Jackie Robinson was born in Cairo, Georgia, on this day, January 31, 1919, 98-years ago.
He grew up to become the most important black man in American history and its greatest athlete.
Before MLK, Jr., there was Jackie; before Selma, there was Jackie; before Thurgood Marshall served on the Supreme Court, there was Jackie; before Brown v. Board of Education, there was Jackie, and before President Truman desegregated the military, there was Jackie.
At UCLA, Jackie starred in football, basketball, and baseball; in addition, he held the NCAA broad jump record.
On April 15, 1947, Jackie Robinson broke the color barrier in the major leagues, becoming its first black player.
Last Friday, the Boston Red Sox held their 15th annual celebration of Jackie’s life with assemblies at East Boston and Charlestown high schools.
Six hundred and fifty students attended the two programs, whose purpose is to inform young people of Robinson’s place in American history.
When John Henry, Tom Werner, and Larry Lucchino took ownership of the Red Sox in 2002, a commitment was made to change the culture of a team with a known racist history, since the Red Sox were the last club in the major leagues to play a black player, Pumpsie Green, 12 years after Robinson..
It was the new ownership’s idea to create a special remembrance of Robinson, who had a tryout with the Red Sox in ’45 – a bogus tryout to pacify a liberal Boston City Council member – and settled on a birthday tribute.

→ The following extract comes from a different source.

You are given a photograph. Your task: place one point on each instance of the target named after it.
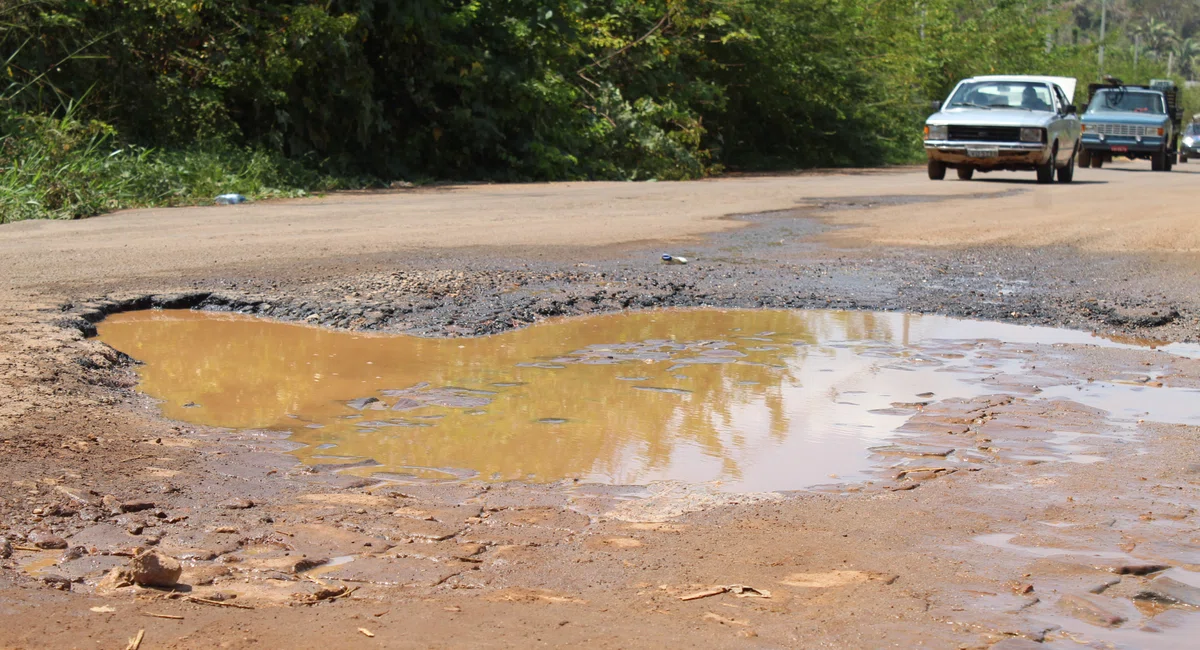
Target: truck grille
(985, 133)
(1129, 131)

In the beginning of its tributes the Red Sox invited students to Fenway Park to learn of Robinson (either on or before his birthday), before deciding to take their celebrations on the road to Boston area schools, and once to Springfield in western Massachusetts.

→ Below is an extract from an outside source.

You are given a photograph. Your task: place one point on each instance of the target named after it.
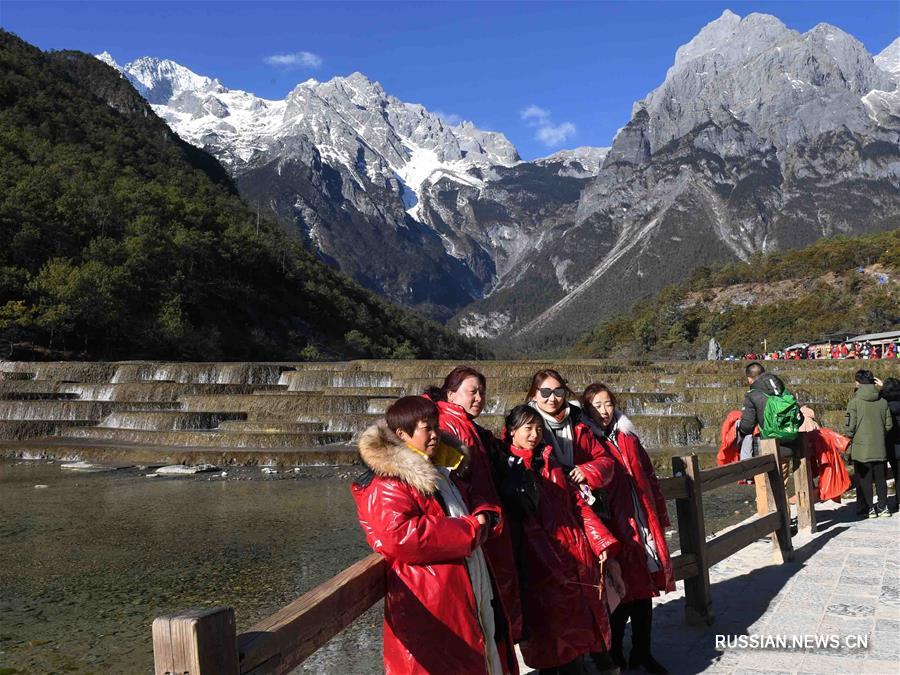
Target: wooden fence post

Those invited to tell their stories about Robinson, include his daughter, Sharon, an author, and her brother, David, a coffee grower in Tanzania; Della Britton Baeza, president of the Jackie Robinson Foundation, biographers Scott Simon of NPR, and Pat Williams of the NBA’s Orlando Magic, and Roger Kahn, who wrote “The Boys of Summer,” a book about the Dodgers in Brooklyn.
But last Friday that story belonged to Ray Flynn, who was elected three times as mayor of Boston, before accepting President Clinton’s invitation to become America’s ambassador to the Vatican.
When I asked Ambassador Flynn if he would participate in the Red Sox Robinson celebration, he told me he would, because, he said, he had personal stories to share. I had no idea what that stories might be.
Here’s the story Ambassador Flynn told:
He was a kid of 10, whose work experience included filleting fish at Boston harbor, shining shoes, and selling the Boston Record-American at Fenway Park and Braves Field.
The newspaper sold for three cents, and Flynn said patricians outside the ball parks would hand him a nickel, and wait for their two cents in change; but in the bleachers, he said, fans would also hand him a nickel and say, “Keep the change, kid.”
On May 13 of ’49, the Dodgers came to town with Robinson on the team. Young Flynn sold his newspapers at Braves Field and waited outside the visitor’s club house to get Jackie’s signature.
Pee Wee Reese came out, Flynn said, and gave him his autograph; so too Gil Hodges. When Robinson came out he was carrying a large duffel bag, but he put it in on the ground to sign for the 10-year-old. Flynn then asked if he could carry Jackie’s bag up to Commonwealth Avenue, where Robinson was to get a taxi. Jackie looked at his duffel bag and the little kid, but said, “Sure.”
When they got to Commonwealth and Jackie found a cab, he reached into his pocket and pulled out a dollar ($10 today) to hand Flynn, but the young boy said, “No, Mr. Robinson, I can’t accept, because it’s been an honor to meet you and to carry your bag.”
On July 6, Brooklyn came back to Boston and Braves Field. Ray Flynn sold his newspapers and then, again, waited outside the visitor’s clubhouse for Jackie.
Robinson came out carrying the same large duffel bag and once more Ray Flynn asked if he could carry his bag? And, again, Jackie said, “Yes.”
Before getting in his taxi, Robinson offered another tip to the 10-year-old, and once more his offer was declined, with Flynn saying, “This is an honor for me.”
Jackie Robinson then said to Ray Flynn, “Young man, I know you will grow up to become a great athlete.”
Ray Flynn went to Providence College, where he became an All-American basketball player, went on tour with the legendary Harlem Globetrotters, and became known as the greatest athlete to come out of South Boston
That is his Jackie Robinson story.
Some story. Some kid. Some athlete – and one of Boston’s greatest public servants.